Opini; Sumpah Pemuda VS Semangat Remaja


Waytenong Jum’at, 29 Oktober 2010. Dalam rangka memperingati hari Sumpah pemuda, SMPN I Waytenong mengadakan Lomba kebersihan kelas dan lomba membaca puisi. Lomba yang anggaran dananya Rp. 150.000; itu dilaksanakan penuh dengan semangat.
Sejak  kamis kemaren, para siswa sibuk membenahi kelas dan taman mereka. Dekorasi di ruangan kelas dirancang sedemikian rupa agar dewan juri terpukau saat meninjau kelas mereka. Berbagai macam pernak-pernik, mulai dari rantai yang terbuat dari kertas, origami dan lain sebagainya meramaikan suasana kelas. Hiasan dinding, yang kebanyakan di penuhi dengan foto tokoh-pahlawan juga menjadikan suasana menjadi terkesan penuh dengan perjuangan.
Sore itu, seolah langit ikut merasa terharu dengan semangat para remaja ini meneteskan ‘air mata’. Dan hal itu menambah semangat bagi mereka.
Pembagian tugas yang di manage dengan rapi membuat saya terkagum. Semua siswa-anggota kelas- mengerjakan tugas masing-masing ada bagian dekor, nyapu, membuang sampah taman dan ada pula yang sibuk berlatih membaca naskah Sumpah pemuda, dan di ujung kelas saya melihat seorang anak yang menghafal puisi dengan bahasa inggris. Sungguh mengagumkan “MALU, TIDAK BERUSAHA PENGEN JADI JUARA’ tulisan itulah yang terpampang di screen LCD, ada pula yang menyetel musik dengan beat yang tinggi ‘untuk menambah semangat mereka’ piker saya.

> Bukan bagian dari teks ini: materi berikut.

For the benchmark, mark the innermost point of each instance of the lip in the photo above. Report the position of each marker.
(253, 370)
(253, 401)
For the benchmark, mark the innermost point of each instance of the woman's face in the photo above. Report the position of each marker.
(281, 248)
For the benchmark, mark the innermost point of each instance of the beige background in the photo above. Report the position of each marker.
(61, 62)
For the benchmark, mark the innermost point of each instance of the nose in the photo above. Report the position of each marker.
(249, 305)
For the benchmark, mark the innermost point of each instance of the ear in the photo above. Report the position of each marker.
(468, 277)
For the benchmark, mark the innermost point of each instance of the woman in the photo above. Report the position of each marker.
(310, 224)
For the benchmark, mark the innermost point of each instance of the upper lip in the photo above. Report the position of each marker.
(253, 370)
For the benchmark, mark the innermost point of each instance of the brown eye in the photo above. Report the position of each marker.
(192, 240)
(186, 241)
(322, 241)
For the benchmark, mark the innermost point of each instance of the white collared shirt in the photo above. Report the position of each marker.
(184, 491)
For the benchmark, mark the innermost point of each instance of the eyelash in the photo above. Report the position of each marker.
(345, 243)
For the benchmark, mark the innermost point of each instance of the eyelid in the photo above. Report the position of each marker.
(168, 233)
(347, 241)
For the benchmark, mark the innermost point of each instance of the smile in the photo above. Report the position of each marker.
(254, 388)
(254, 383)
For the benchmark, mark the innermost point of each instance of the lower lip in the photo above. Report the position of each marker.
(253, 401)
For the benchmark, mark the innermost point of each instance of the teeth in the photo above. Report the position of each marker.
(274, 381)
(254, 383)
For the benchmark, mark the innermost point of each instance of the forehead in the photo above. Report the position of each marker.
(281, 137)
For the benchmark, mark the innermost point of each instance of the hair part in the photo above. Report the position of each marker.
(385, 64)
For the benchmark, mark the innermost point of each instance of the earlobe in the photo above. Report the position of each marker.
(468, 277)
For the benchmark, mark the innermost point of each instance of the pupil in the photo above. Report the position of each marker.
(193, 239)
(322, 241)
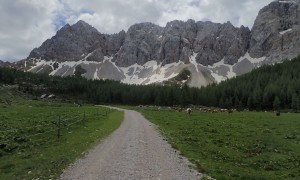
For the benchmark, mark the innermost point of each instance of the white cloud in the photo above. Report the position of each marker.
(25, 24)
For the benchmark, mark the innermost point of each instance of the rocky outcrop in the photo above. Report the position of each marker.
(142, 42)
(148, 53)
(276, 31)
(146, 41)
(73, 43)
(217, 41)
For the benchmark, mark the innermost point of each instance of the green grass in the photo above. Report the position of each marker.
(29, 145)
(241, 145)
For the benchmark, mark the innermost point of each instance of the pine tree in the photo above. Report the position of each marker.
(276, 103)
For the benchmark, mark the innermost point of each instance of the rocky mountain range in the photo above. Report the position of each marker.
(148, 53)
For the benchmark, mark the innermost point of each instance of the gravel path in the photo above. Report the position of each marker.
(134, 151)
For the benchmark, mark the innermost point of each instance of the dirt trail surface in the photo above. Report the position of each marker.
(134, 151)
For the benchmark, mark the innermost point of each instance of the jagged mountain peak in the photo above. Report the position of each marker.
(148, 53)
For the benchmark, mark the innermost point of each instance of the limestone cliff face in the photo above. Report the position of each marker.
(148, 53)
(146, 41)
(276, 31)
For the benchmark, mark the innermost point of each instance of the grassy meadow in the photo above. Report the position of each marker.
(31, 146)
(240, 145)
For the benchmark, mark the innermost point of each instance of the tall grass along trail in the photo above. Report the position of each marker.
(134, 151)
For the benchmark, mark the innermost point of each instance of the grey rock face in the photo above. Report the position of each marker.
(146, 41)
(72, 43)
(142, 42)
(275, 33)
(217, 41)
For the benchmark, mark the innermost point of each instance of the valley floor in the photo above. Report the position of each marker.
(135, 151)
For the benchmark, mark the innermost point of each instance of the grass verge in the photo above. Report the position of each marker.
(241, 145)
(29, 143)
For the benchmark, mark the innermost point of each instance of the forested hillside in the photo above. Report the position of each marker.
(269, 87)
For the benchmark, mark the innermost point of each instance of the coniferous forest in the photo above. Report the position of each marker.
(270, 87)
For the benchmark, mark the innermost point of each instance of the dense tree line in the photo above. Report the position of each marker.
(269, 87)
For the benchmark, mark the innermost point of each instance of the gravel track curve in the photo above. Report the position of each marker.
(136, 150)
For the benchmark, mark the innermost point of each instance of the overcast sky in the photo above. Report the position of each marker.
(26, 24)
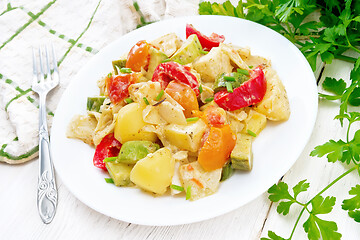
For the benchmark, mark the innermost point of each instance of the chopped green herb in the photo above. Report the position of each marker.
(243, 71)
(109, 180)
(159, 96)
(251, 133)
(110, 159)
(229, 87)
(176, 187)
(146, 101)
(188, 193)
(194, 119)
(229, 78)
(209, 99)
(125, 70)
(128, 100)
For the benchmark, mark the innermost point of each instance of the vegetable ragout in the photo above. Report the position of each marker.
(180, 115)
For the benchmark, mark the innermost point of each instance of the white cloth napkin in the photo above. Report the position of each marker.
(78, 30)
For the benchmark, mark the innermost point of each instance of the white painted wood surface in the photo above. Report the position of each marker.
(19, 217)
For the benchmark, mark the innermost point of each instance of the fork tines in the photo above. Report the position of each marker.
(47, 70)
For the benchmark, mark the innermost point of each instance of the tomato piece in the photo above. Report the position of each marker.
(108, 147)
(138, 56)
(212, 116)
(217, 148)
(216, 116)
(166, 72)
(206, 42)
(184, 95)
(249, 93)
(118, 86)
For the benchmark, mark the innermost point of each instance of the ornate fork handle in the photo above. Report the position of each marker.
(47, 192)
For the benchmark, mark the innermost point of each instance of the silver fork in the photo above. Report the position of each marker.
(43, 83)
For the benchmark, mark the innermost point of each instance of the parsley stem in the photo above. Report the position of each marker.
(296, 223)
(345, 58)
(333, 182)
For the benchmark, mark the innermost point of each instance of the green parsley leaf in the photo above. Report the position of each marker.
(176, 187)
(193, 119)
(334, 151)
(355, 215)
(315, 226)
(273, 236)
(302, 186)
(321, 205)
(279, 192)
(352, 203)
(334, 86)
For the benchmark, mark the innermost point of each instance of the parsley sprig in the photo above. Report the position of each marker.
(330, 36)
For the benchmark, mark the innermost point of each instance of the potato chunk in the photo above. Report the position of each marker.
(241, 156)
(200, 182)
(154, 172)
(275, 104)
(185, 137)
(213, 64)
(255, 122)
(129, 124)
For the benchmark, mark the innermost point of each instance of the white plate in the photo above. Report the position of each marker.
(275, 150)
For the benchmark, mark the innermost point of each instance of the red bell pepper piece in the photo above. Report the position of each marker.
(249, 93)
(166, 72)
(206, 42)
(108, 147)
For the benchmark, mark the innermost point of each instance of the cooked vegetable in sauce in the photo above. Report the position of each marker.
(180, 115)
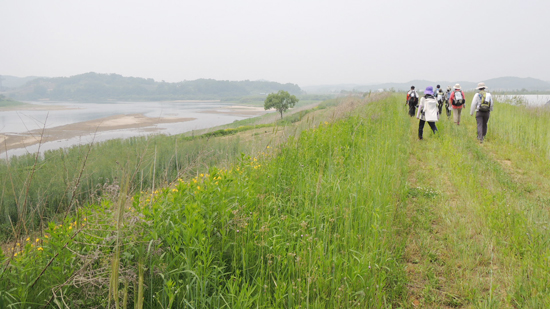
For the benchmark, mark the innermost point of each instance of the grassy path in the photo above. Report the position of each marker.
(477, 218)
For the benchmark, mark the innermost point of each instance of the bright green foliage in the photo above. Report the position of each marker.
(309, 224)
(281, 101)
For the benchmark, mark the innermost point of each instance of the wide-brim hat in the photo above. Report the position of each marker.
(429, 90)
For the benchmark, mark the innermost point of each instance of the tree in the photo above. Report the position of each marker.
(281, 101)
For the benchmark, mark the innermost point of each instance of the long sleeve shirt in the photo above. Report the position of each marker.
(476, 102)
(452, 99)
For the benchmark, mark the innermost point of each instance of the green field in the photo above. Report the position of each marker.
(340, 206)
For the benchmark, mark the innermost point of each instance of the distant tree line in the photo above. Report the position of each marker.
(102, 87)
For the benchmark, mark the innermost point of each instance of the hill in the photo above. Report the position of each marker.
(347, 209)
(104, 87)
(7, 81)
(504, 84)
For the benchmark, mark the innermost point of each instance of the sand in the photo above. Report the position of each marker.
(12, 141)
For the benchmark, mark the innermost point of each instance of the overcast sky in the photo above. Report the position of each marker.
(307, 42)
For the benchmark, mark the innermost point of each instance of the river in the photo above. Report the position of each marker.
(160, 118)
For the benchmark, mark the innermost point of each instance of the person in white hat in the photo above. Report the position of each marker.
(483, 105)
(447, 105)
(458, 102)
(427, 112)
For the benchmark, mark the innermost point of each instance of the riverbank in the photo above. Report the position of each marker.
(133, 121)
(139, 122)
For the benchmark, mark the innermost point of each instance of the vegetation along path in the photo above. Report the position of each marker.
(335, 207)
(478, 214)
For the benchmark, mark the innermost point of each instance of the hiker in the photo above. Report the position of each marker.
(412, 101)
(447, 106)
(458, 102)
(483, 105)
(440, 96)
(427, 112)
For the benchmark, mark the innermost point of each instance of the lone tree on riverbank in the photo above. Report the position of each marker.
(281, 101)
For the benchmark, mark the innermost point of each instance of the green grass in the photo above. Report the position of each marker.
(307, 224)
(348, 210)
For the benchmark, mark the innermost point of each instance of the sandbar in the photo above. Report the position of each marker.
(132, 121)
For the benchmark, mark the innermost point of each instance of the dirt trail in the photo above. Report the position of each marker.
(450, 256)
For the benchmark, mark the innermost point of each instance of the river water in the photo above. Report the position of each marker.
(21, 121)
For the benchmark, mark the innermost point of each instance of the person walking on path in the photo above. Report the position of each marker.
(412, 101)
(483, 105)
(458, 102)
(447, 98)
(427, 112)
(440, 96)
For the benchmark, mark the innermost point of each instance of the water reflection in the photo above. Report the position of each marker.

Di sini, bukan hadiah yang diperebutkan. Tapi image sebagai sang juara serta kekompakanlah yang menjadi hal utama yang ada di dalam benak adik-adik kita ini.
Keesokan harinya, gerbang sekolah belum di buka oleh staff keamanan sekolah, sudah banyak anak-anak yang menunggu dibukanya gerbang lading mereka mencari ilmu.

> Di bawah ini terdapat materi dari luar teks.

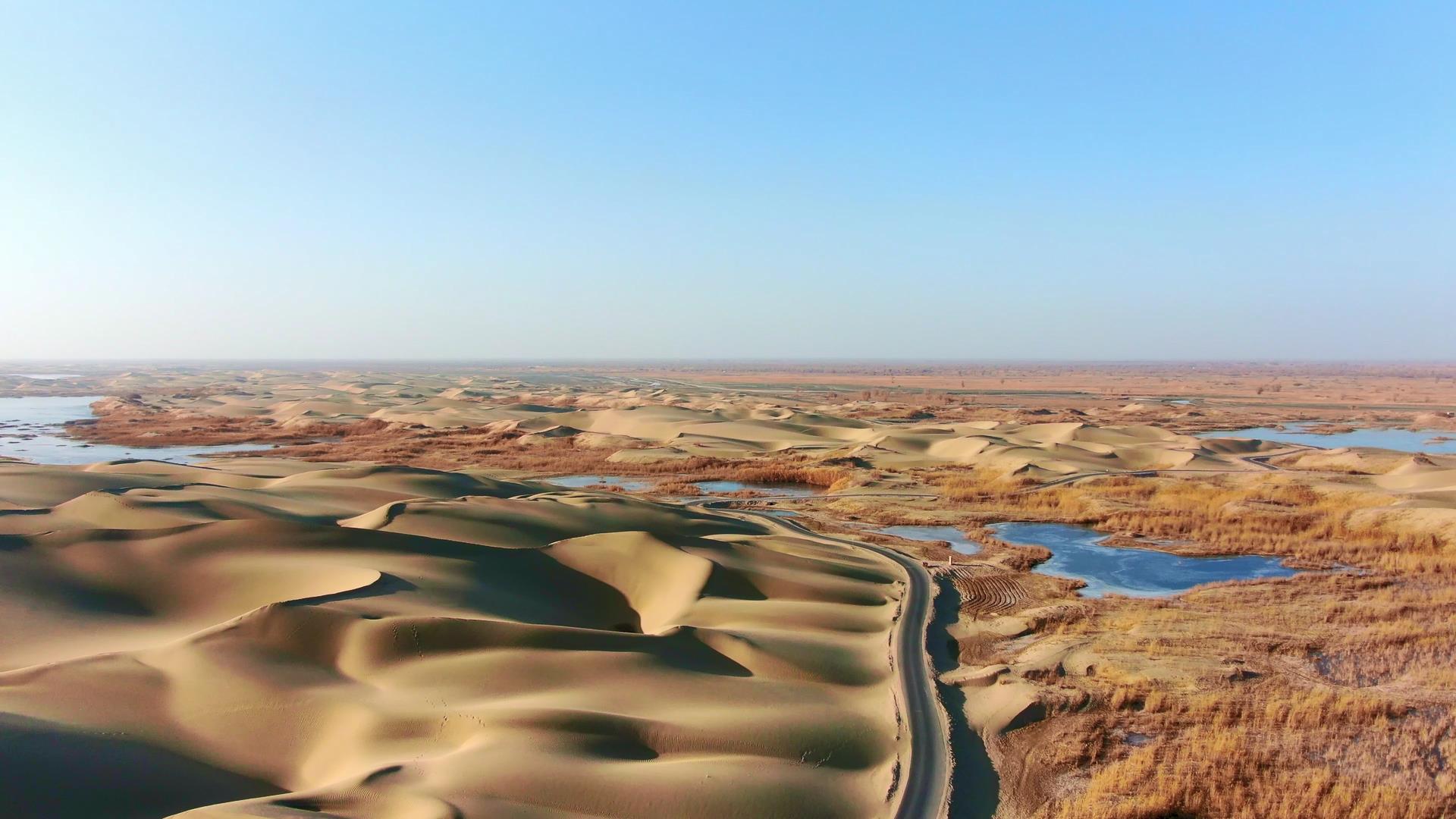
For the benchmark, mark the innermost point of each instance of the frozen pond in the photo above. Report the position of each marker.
(1401, 441)
(957, 538)
(1138, 573)
(30, 428)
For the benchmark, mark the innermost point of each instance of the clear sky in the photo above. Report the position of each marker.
(730, 180)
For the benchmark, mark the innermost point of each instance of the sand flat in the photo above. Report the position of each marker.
(400, 643)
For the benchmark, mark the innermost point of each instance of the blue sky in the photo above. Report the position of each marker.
(781, 180)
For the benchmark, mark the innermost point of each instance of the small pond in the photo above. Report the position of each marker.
(1400, 441)
(31, 430)
(1136, 573)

Saya perhatikan dari kejauhan, ternyata ada beberapa kelas yang belum finish. Ada yang menyapu, mengepel-lantai, karena malam sebelumnya hujan lumayan deras dan membuat kotor-kembali- lantai yang sudah mereka bersihkan kemaren sore. Ada jugaa yang masih berlatih untuk membuat penampilannya sempurna.
Pukul 09.00 lonceng sekolah berbunyi empat kali, tanda berkumpul. Semua murid menghambur ke lapangan, OSIS mempersiapkan Audio, Juri keliling kelas memberikan penilaian, dan anak-anak sanggar membuka acara dengan drama teatrikal sebelum ketua panitia memberikan sambutan.
Tersirat di wajah anak-anak rasa tidak sabar untuk segera mentas, namun tidak sedikit pula yang menggambarkan rasa grogi mereka, yaitu anak-anak kelas VII.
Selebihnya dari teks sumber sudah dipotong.